In [1]:
import pandas as pd
import numpy as np
from statsmodels.tsa.arima.model import ARIMA
import pmdarima as pm
from sklearn.ensemble import RandomForestRegressor
from sklearn.model_selection import TimeSeriesSplit, ParameterGrid, GridSearchCV
from sklearn.metrics import mean_squared_error
from tqdm import tqdm

In [2]:
import warnings
warnings.filterwarnings("ignore", category=RuntimeWarning)


In [9]:
# Load your dataset (replace this with your actual dataset loading code)
# For example, assuming you have a CSV file 'your_dataset.csv'
dataset = pd.read_csv('BTC-USD.csv')

# Assuming you have columns like 'Date', 'Low', and 'High'
# Make sure to preprocess your data accordingly

# Function to train ARIMA model
def train_arima(train_data, order):
    model = ARIMA(train_data, order=order)
    fitted_model = model.fit()
    return fitted_model

# Function to make ARIMA predictions
def arima_predict(model, start, end):
    predictions = model.predict(start=start, end=end, typ='levels')
    return predictions

# Function to perform time series cross-validation for ARIMA
def time_series_cross_validation_arima(data, order, n_splits=5):
    tscv = TimeSeriesSplit(n_splits=n_splits)
    rmse_scores = []

    for train_index, test_index in tscv.split(data):
        train_data, test_data = data[train_index], data[test_index]

        # Train ARIMA model
        arima_model = train_arima(train_data, order)

        # Make ARIMA predictions
        arima_preds = arima_predict(arima_model, start=len(train_data), end=len(train_data) + len(test_data) - 1)
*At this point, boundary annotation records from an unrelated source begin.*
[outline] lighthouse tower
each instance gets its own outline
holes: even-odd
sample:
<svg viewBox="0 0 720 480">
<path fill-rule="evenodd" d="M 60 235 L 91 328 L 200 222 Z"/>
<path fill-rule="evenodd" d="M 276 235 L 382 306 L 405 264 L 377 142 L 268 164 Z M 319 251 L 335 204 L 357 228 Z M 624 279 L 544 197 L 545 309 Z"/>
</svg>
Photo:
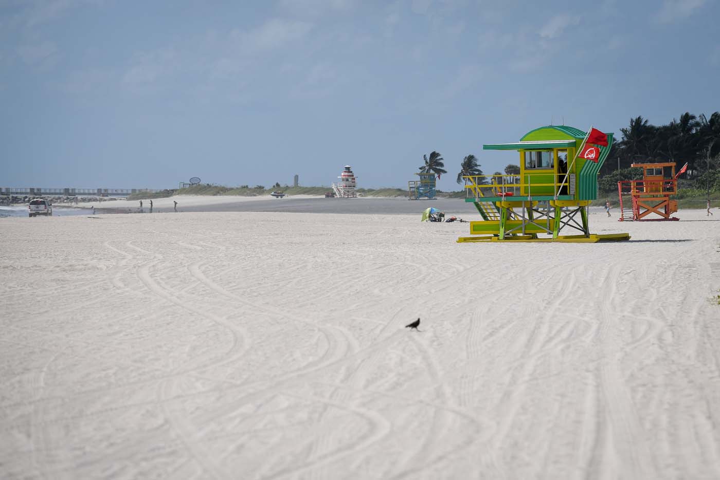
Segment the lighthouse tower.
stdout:
<svg viewBox="0 0 720 480">
<path fill-rule="evenodd" d="M 357 194 L 355 192 L 356 177 L 349 165 L 346 165 L 343 167 L 342 173 L 338 178 L 340 178 L 340 181 L 337 184 L 333 184 L 333 190 L 335 191 L 336 196 L 341 198 L 357 196 Z"/>
</svg>

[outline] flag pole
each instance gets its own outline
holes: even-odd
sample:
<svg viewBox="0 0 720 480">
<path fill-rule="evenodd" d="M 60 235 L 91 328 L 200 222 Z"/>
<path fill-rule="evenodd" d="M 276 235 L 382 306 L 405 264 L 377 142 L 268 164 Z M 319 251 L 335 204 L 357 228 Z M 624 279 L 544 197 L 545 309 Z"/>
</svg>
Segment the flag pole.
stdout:
<svg viewBox="0 0 720 480">
<path fill-rule="evenodd" d="M 590 129 L 588 130 L 588 133 L 585 134 L 585 137 L 582 139 L 582 143 L 580 144 L 580 148 L 577 151 L 575 151 L 575 154 L 572 155 L 572 163 L 571 163 L 570 166 L 567 167 L 567 171 L 565 172 L 565 177 L 562 179 L 562 182 L 557 187 L 557 191 L 555 192 L 556 200 L 557 199 L 557 196 L 560 193 L 560 189 L 562 188 L 562 186 L 565 184 L 565 181 L 567 180 L 567 176 L 570 174 L 570 171 L 572 169 L 572 166 L 575 164 L 575 159 L 577 158 L 577 155 L 580 155 L 580 152 L 582 151 L 582 149 L 585 148 L 585 142 L 588 141 L 588 138 L 590 137 L 590 132 L 592 131 L 593 131 L 593 125 L 590 125 Z M 570 188 L 567 189 L 567 191 L 568 193 L 570 193 Z"/>
</svg>

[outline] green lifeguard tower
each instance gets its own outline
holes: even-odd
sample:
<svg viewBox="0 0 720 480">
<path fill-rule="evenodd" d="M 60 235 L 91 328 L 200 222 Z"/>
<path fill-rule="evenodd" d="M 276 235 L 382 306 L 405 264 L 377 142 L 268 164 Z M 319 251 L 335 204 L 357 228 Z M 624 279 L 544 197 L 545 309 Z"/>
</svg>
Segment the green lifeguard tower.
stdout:
<svg viewBox="0 0 720 480">
<path fill-rule="evenodd" d="M 420 176 L 420 180 L 410 180 L 408 182 L 408 190 L 410 200 L 426 199 L 432 200 L 435 198 L 435 173 L 415 173 Z"/>
<path fill-rule="evenodd" d="M 590 234 L 588 224 L 588 207 L 598 196 L 598 172 L 613 143 L 613 134 L 606 135 L 606 145 L 589 151 L 588 133 L 564 125 L 536 128 L 518 142 L 483 145 L 483 150 L 518 152 L 520 174 L 464 177 L 465 201 L 474 203 L 483 219 L 471 222 L 472 236 L 457 241 L 628 240 L 626 233 Z M 572 235 L 559 235 L 564 229 Z"/>
</svg>

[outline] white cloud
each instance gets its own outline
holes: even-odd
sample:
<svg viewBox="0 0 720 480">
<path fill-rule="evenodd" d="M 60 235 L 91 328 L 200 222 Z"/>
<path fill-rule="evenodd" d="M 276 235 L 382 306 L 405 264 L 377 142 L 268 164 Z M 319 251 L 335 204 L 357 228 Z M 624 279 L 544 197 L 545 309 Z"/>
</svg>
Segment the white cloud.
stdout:
<svg viewBox="0 0 720 480">
<path fill-rule="evenodd" d="M 660 23 L 670 23 L 690 17 L 705 4 L 706 0 L 665 0 L 654 19 Z"/>
<path fill-rule="evenodd" d="M 24 2 L 27 9 L 20 16 L 25 25 L 35 27 L 54 20 L 68 10 L 99 3 L 100 0 L 34 0 Z"/>
<path fill-rule="evenodd" d="M 87 68 L 71 73 L 60 88 L 69 94 L 86 95 L 114 87 L 117 81 L 117 76 L 112 71 Z"/>
<path fill-rule="evenodd" d="M 122 76 L 122 83 L 135 88 L 150 85 L 172 70 L 175 58 L 171 49 L 136 55 L 133 65 Z"/>
<path fill-rule="evenodd" d="M 579 15 L 568 15 L 561 14 L 556 15 L 548 21 L 540 29 L 539 35 L 543 38 L 556 38 L 562 35 L 566 28 L 571 25 L 577 25 L 580 22 Z"/>
<path fill-rule="evenodd" d="M 428 12 L 428 9 L 432 4 L 433 0 L 413 0 L 413 12 L 420 15 Z"/>
<path fill-rule="evenodd" d="M 252 30 L 233 30 L 230 40 L 240 52 L 254 54 L 299 40 L 312 28 L 312 24 L 305 22 L 275 18 Z"/>
<path fill-rule="evenodd" d="M 34 45 L 20 45 L 17 54 L 25 63 L 36 65 L 50 60 L 58 52 L 58 48 L 52 42 L 43 42 Z"/>
<path fill-rule="evenodd" d="M 280 0 L 278 6 L 298 17 L 320 17 L 349 12 L 355 6 L 355 0 Z"/>
</svg>

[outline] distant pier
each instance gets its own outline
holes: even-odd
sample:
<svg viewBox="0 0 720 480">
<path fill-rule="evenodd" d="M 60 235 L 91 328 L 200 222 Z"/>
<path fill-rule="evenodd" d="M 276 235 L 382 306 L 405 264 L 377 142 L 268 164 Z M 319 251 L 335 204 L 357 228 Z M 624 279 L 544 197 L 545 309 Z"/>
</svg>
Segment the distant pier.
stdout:
<svg viewBox="0 0 720 480">
<path fill-rule="evenodd" d="M 35 195 L 64 195 L 67 196 L 127 196 L 139 192 L 154 193 L 160 190 L 153 189 L 40 189 L 0 187 L 0 195 L 35 196 Z"/>
</svg>

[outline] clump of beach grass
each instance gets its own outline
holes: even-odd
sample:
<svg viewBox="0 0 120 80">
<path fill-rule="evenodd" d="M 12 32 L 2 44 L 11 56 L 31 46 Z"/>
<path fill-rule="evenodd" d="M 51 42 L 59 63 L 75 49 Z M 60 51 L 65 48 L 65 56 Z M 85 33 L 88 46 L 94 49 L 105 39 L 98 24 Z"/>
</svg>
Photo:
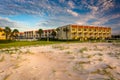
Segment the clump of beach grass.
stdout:
<svg viewBox="0 0 120 80">
<path fill-rule="evenodd" d="M 84 47 L 84 48 L 81 48 L 80 50 L 79 50 L 79 52 L 80 53 L 83 53 L 84 51 L 87 51 L 88 49 L 87 49 L 87 47 Z"/>
</svg>

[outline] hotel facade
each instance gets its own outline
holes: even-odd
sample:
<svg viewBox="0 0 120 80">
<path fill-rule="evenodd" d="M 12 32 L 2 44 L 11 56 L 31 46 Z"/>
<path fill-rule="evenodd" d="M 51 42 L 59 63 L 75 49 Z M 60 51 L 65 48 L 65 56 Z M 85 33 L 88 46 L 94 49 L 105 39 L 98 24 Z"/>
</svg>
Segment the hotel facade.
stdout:
<svg viewBox="0 0 120 80">
<path fill-rule="evenodd" d="M 57 28 L 57 38 L 61 40 L 88 40 L 111 38 L 111 28 L 83 25 L 66 25 Z"/>
</svg>

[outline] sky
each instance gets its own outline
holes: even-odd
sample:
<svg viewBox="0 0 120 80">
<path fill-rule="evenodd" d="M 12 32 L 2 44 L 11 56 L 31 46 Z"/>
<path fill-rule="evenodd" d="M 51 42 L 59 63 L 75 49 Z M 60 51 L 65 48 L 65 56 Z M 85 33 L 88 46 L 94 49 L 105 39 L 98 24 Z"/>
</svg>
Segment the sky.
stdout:
<svg viewBox="0 0 120 80">
<path fill-rule="evenodd" d="M 0 0 L 0 27 L 27 31 L 68 24 L 106 26 L 120 34 L 120 0 Z"/>
</svg>

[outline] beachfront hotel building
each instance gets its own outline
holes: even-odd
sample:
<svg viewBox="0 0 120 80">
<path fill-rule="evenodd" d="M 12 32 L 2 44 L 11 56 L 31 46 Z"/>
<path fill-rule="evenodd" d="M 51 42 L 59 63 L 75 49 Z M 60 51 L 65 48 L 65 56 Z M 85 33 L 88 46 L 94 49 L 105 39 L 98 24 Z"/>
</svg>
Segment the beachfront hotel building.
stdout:
<svg viewBox="0 0 120 80">
<path fill-rule="evenodd" d="M 88 39 L 108 39 L 111 37 L 110 27 L 65 25 L 57 28 L 57 38 L 61 40 L 88 40 Z"/>
<path fill-rule="evenodd" d="M 6 40 L 5 32 L 3 28 L 0 28 L 0 40 Z"/>
</svg>

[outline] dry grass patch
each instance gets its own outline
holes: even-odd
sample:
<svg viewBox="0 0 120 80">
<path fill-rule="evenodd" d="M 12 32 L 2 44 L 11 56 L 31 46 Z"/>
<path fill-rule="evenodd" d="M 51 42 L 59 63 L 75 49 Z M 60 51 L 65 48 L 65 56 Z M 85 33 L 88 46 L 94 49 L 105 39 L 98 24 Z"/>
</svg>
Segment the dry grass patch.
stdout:
<svg viewBox="0 0 120 80">
<path fill-rule="evenodd" d="M 5 60 L 5 57 L 2 56 L 1 59 L 0 59 L 0 62 L 3 62 Z"/>
</svg>

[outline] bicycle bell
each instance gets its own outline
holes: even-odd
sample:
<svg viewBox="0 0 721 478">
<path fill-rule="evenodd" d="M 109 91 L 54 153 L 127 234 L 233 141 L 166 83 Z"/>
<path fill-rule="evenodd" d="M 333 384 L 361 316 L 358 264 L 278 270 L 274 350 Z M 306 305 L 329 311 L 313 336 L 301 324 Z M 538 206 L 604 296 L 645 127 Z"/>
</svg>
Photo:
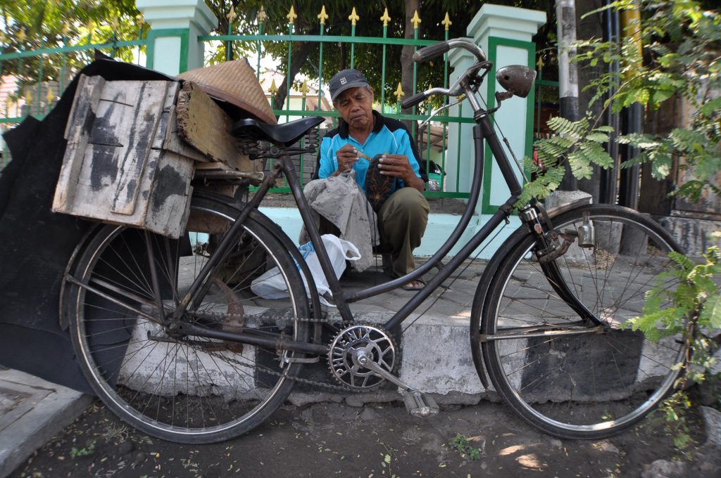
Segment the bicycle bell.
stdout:
<svg viewBox="0 0 721 478">
<path fill-rule="evenodd" d="M 509 93 L 520 98 L 526 98 L 531 92 L 536 79 L 536 71 L 523 65 L 509 65 L 499 68 L 496 79 Z"/>
</svg>

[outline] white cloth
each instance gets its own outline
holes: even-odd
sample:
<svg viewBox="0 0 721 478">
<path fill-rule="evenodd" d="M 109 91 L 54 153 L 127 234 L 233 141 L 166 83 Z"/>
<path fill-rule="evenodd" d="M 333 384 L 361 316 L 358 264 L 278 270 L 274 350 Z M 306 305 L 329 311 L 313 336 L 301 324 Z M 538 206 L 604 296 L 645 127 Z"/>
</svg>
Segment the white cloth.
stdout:
<svg viewBox="0 0 721 478">
<path fill-rule="evenodd" d="M 353 261 L 353 269 L 364 271 L 373 265 L 373 247 L 380 242 L 376 212 L 366 194 L 355 182 L 355 171 L 349 170 L 325 179 L 315 179 L 303 190 L 317 226 L 320 216 L 332 222 L 340 231 L 340 238 L 353 243 L 360 253 Z M 310 240 L 305 226 L 301 229 L 298 243 Z"/>
</svg>

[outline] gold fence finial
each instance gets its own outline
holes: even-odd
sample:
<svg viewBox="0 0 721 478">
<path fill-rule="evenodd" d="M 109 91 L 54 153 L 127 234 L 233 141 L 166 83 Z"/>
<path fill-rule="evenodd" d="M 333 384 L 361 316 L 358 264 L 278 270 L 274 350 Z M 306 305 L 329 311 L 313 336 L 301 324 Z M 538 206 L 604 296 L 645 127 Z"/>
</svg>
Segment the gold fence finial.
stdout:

        # Calculate RMSE for this fold
        rmse = np.sqrt(mean_squared_error(test_data, arima_preds))
        rmse_scores.append(rmse)

    return np.mean(rmse_scores)

# Function to train Random Forest model
def train_random_forest(X_train, y_train, optimal_params):
    rf_model = RandomForestRegressor(**optimal_params, random_state=42)
    rf_model.fit(X_train, y_train)
    return rf_model

# Function to make Random Forest predictions
def random_forest_predict(model, X_test):
    predictions = model.predict(X_test)
    return predictions

# Function to perform time series cross-validation for Random Forest
def time_series_cross_validation_rf(X, y, optimal_params, n_splits=5):
    tscv = TimeSeriesSplit(n_splits=n_splits)
    rmse_scores = []

    for train_index, test_index in tscv.split(X):
        X_train, X_test = X[train_index], X[test_index]
        y_train, y_test = y[train_index], y[test_index]

        # Train Random Forest model
        rf_model = train_random_forest(X_train, y_train, optimal_params)

        # Make Random Forest predictions
        rf_preds = random_forest_predict(rf_model, X_test)

        # Calculate RMSE for this fold
        rmse = np.sqrt(mean_squared_error(y_test, rf_preds))
        rmse_scores.append(rmse)

    return np.mean(rmse_scores)

# Combine ARIMA and Random Forest predictions
def hybrid_predict(arima_preds, rf_preds, arima_weight=0.5):
    hybrid_preds = arima_weight * arima_preds + (1 - arima_weight) * rf_preds
    return hybrid_preds

# Use auto_arima to find optimal ARIMA orders
arima_order_low = pm.auto_arima(dataset['Low'], seasonal=False).order
arima_order_high = pm.auto_arima(dataset['High'], seasonal=False).order

# Perform time series cross-validation for ARIMA
cv_rmse_arima_low = time_series_cross_validation_arima(dataset['Low'].values, arima_order_low)
cv_rmse_arima_high = time_series_cross_validation_arima(dataset['High'].values, arima_order_high)
print(f'ARIMA Cross-Validation RMSE for Low: {cv_rmse_arima_low}')
print(f'ARIMA Cross-Validation RMSE for High: {cv_rmse_arima_high}')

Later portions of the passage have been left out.